When disaster hits, abuse victims pay
JOPLIN, Mo. - When the deadly Joplin tornado destroyed her father's home, Alisha Courtney had no place to turn. So she went back to live with her abusive boyfriend, just weeks after fleeing his regular beatings. Now she's reaped the consequences: she's lost custody of her 3-year-old daughter after police raided his home and allegedly found a methamphetamine lab.
JOPLIN, Mo.
- When the deadly Joplin tornado destroyed her father's home, Alisha Courtney had no place to turn. So she went back to live with her abusive boyfriend, just weeks after fleeing his regular beatings. Now she's reaped the consequences: she's lost custody of her 3-year-old daughter after police raided his home and allegedly found a methamphetamine lab.
"That's the only place I could go," said Courtney, 41. "It was the hardest thing in the world. And it cost me my daughter," who is now in foster care.
Nearly seven months after the May 22 tornado that claimed 161 lives, women and social service workers are dealing with what happens when a city loses thousands of buildings, including entire neighborhoods and much of its low-cost housing. Abused spouses and family members often have nowhere to go when it's time to move out.
Lawyers and victims' advocates in Joplin are reporting surging caseloads of women looking for options. Lafayette House, a shelter where Courtney is staying, finds itself full all the time even after increasing its beds by 25 percent after the tornado. In mid-June, 59 women were staying at the shelter, more than double the number before the tornado. Legal Aid of Western Missouri reports a 40 percent increase in its domestic-violence cases the past seven months compared to this time last year.
Women staying at a shelter would normally find their own place or move in with relatives after a few weeks. However, "We have women who are ready to leave staying way longer," said Louise Secker, community services director at Lafayette House. Some, like Courtney, are winding up back in the troubled situation they left.
Family violence tends to increase in cities after a crisis. Now, as the holiday season approaches with its added stress, Joplin mental-health workers fear another spike in abuse cases.
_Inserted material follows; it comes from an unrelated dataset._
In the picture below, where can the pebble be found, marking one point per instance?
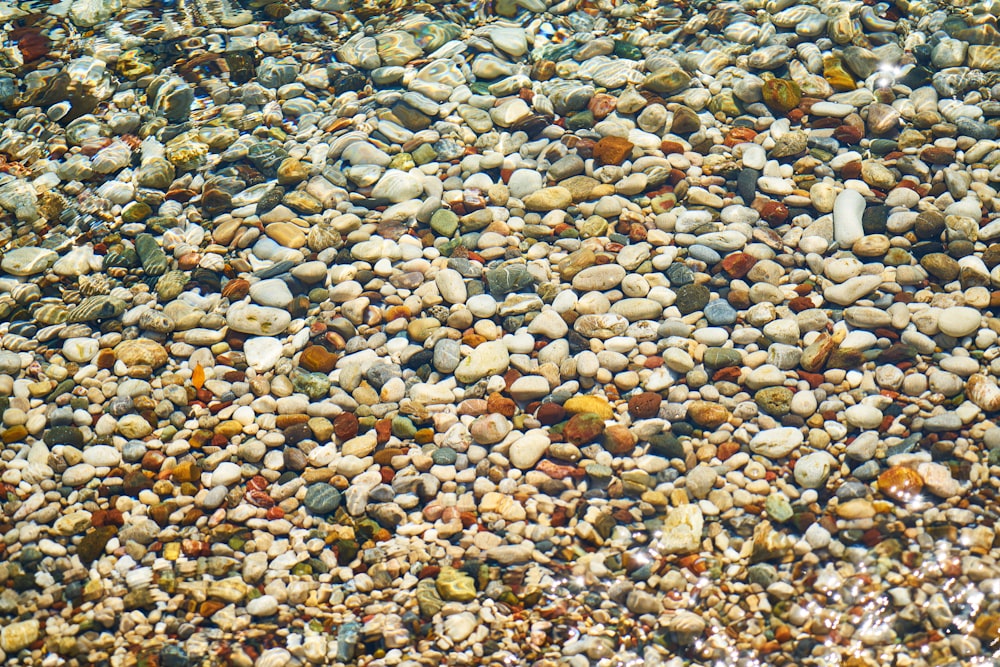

City officials estimate a shortage of 1,400 rental units, with nearly half of those classified as affordable housing. The tornado spared much of suburban Joplin but wiped out some older neighborhoods. As much as 70 percent of the losses in some of the most heavily damaged areas were apartments and rental houses. Normally, they would be available for people seeking new places to stay.
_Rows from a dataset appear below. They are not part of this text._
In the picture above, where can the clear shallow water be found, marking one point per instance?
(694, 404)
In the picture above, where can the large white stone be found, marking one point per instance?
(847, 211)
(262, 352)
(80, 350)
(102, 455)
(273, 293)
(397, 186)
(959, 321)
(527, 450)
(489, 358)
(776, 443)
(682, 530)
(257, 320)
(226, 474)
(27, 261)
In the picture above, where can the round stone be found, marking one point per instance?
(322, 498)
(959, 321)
The nature of domestic violence - an underreported crime where victims and their assailants have numerous legal and emotional ties - makes collecting definitive statistics difficult, said Jamie Rodriguez, a Legal Aid of Western Missouri lawyer dispatched to Joplin by Equal Justice Works, a national nonprofit. But her observations and those of other social-service workers suggest that the pent-up trauma among Joplin tornado survivors is considerable.
"It seems like the level of violence has escalated," said Karen Scott, a sexual-assault nurse examiner at Freeman Health System. "We're seeing more serious injuries. More fractures, rather than someone who gets slapped, or punched, for example."
Similar increases were seen in Gulf Coast cities after Hurricane Katrina. A 2009 study by the American Medical Association found that women living in temporary trailer parks set up in Mississippi were three times more likely to become victims of domestic or sexual violence than before the storm.
In New Orleans, women's shelters operated by the Catholic church saw an estimated 20 percent increase for several years after the 2005 hurricane, said Mary Claire Landry, director of the Archdiocese of New Orleans' domestic violence and sexual assault services.
One resident of Lafayette House in Joplin said her boyfriend exploited her lack of housing alternatives after the tornado. The 45-year-old woman, who asked not that her name not be used because she fears repercussions from her boyfriend, has an 8-inch scar on her partially shaved head after needing surgery to reduce swelling in her brain from a recent domestic attack.
She said that when she got in a fight with her boyfriend before the tornado, she would stay with her daughter. But then her daughter lost her home and her car.
"He knows I can't afford to go anywhere, and that my car is broken down," she said. "It's something he holds over my head. It's leverage. To keep me coming back."
In addition to the physical devastation, the tornado weakened many residents' support systems. Church congregations were scattered, neighbors displaced, family members relocated.
"All the things they used to turn to our gone," said Linnea Hanshaw, a Lafayette House emergency-services worker.
For Courtney, moving to Lafayette House in early October provided a chance to break out of that cycle. She plans to take courses toward a high-school equivalency degree and hopes to get financial aid from the Shawnee Tribe to continue in college. She sees her daughter Amelia just once a week on unsupervised visits but hopes to leave the shelter and get an apartment next month. She anxiously awaits her first overnight visit with Amelia on Christmas Eve.